とどのつまり、「社会人として必要なスキルは就職した会社で教えてもらえる」という甘い考えがもう過去のもになりつつあるという現実を社会全体が受け止め、学校教育の目的を、覚え方を身に付けることではなく、実質的なスキルを身に付けることに据えない限り、どのような教育システムも意味を成さないということだ。

だが現実には、学校は企業に入るために必要なものであって、企業に入ってから必要なスキルを身に付けるためのものではない、という価値観はかなり根強く残っている。これだけ終身雇用制度の崩壊や、実力主義の台頭が声高に叫ばれているにも関わらず、だ。

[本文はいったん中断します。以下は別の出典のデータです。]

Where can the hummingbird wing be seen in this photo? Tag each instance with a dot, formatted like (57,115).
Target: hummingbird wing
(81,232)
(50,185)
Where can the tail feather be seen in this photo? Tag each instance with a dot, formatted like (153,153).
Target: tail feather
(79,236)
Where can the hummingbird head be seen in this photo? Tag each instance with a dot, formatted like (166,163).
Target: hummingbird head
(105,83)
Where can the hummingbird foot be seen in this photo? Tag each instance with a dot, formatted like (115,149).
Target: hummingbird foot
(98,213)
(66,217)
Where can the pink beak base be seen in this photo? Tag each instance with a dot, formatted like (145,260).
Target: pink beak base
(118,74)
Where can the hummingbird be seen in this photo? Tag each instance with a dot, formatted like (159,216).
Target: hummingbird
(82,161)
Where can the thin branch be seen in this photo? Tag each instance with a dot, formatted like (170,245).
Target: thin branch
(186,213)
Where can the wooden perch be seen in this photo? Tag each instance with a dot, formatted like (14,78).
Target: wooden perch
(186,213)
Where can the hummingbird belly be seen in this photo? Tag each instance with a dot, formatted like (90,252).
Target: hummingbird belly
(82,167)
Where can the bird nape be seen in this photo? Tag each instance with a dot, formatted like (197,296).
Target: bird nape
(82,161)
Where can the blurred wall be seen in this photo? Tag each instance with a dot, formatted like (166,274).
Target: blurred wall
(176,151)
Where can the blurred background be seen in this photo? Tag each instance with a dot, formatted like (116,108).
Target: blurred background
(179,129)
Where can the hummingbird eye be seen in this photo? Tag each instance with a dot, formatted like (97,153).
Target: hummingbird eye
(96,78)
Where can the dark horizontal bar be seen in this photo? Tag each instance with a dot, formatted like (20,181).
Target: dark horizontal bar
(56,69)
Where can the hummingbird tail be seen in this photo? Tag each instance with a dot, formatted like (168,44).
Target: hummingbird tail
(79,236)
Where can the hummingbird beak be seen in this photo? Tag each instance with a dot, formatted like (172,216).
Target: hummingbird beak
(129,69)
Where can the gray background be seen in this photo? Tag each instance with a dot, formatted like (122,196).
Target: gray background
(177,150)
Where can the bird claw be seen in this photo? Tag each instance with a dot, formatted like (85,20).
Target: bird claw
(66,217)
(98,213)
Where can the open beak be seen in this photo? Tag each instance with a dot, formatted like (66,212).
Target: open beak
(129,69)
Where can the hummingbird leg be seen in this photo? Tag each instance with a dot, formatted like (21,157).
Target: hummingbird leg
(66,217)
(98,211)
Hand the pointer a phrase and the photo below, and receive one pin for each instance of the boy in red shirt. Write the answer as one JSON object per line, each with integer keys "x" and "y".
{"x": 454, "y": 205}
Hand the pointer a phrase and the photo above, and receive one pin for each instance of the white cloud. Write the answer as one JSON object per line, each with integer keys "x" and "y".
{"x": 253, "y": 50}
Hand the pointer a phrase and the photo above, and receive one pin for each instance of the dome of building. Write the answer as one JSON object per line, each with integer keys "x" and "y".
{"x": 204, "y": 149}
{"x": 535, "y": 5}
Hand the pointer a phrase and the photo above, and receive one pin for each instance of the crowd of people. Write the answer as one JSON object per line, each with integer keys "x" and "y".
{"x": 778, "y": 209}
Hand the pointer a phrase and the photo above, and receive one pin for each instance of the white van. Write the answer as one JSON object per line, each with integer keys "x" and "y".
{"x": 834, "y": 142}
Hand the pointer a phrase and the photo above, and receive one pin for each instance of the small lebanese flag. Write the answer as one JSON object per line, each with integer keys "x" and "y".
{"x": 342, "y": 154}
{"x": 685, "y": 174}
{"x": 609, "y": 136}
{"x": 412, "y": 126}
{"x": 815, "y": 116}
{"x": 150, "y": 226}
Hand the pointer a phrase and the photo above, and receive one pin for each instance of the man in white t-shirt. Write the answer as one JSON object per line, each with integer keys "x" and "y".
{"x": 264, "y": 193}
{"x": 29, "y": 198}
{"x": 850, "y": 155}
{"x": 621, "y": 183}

この問題の背景には、日本文化における「甘えの構造」や、深く考えないことで成り立ってきた安定した社会など、かなり根幹的な原因があるのだろうが、教育制度もそういった価値観に基づいて成り立っている以上、そのような価値観を覆す現実的な手法を抜きにして、教育システムだけ改革することは不可能だと思うのである。

「雑種路線でいこう」の過去の記事を読めば分かるが、筆者の南方さんの中では「終身雇用神話」はとっくに崩壊していて、早い段階から実力を身に付けることの必要性は、もはや疑う余地の無い周知の事実として成立しているのだと思う。なので、自分が上に書いたようなことは、今さらそんな事を指摘する必要は無いと考えておられるのだろう。

だが、「問題はゆとり教育ではなく」に書かれたような制度が実現するためには、実力で成功した人間を素直に認め尊敬する文化を根付かせることがまず必要なのではないかと思う。

例によってまとまりの無い文章であり、かつ最終的な問いに自分なりの答えを見出せてすらいないのだが、気になったのでとりあえずトラバしてみた次第である。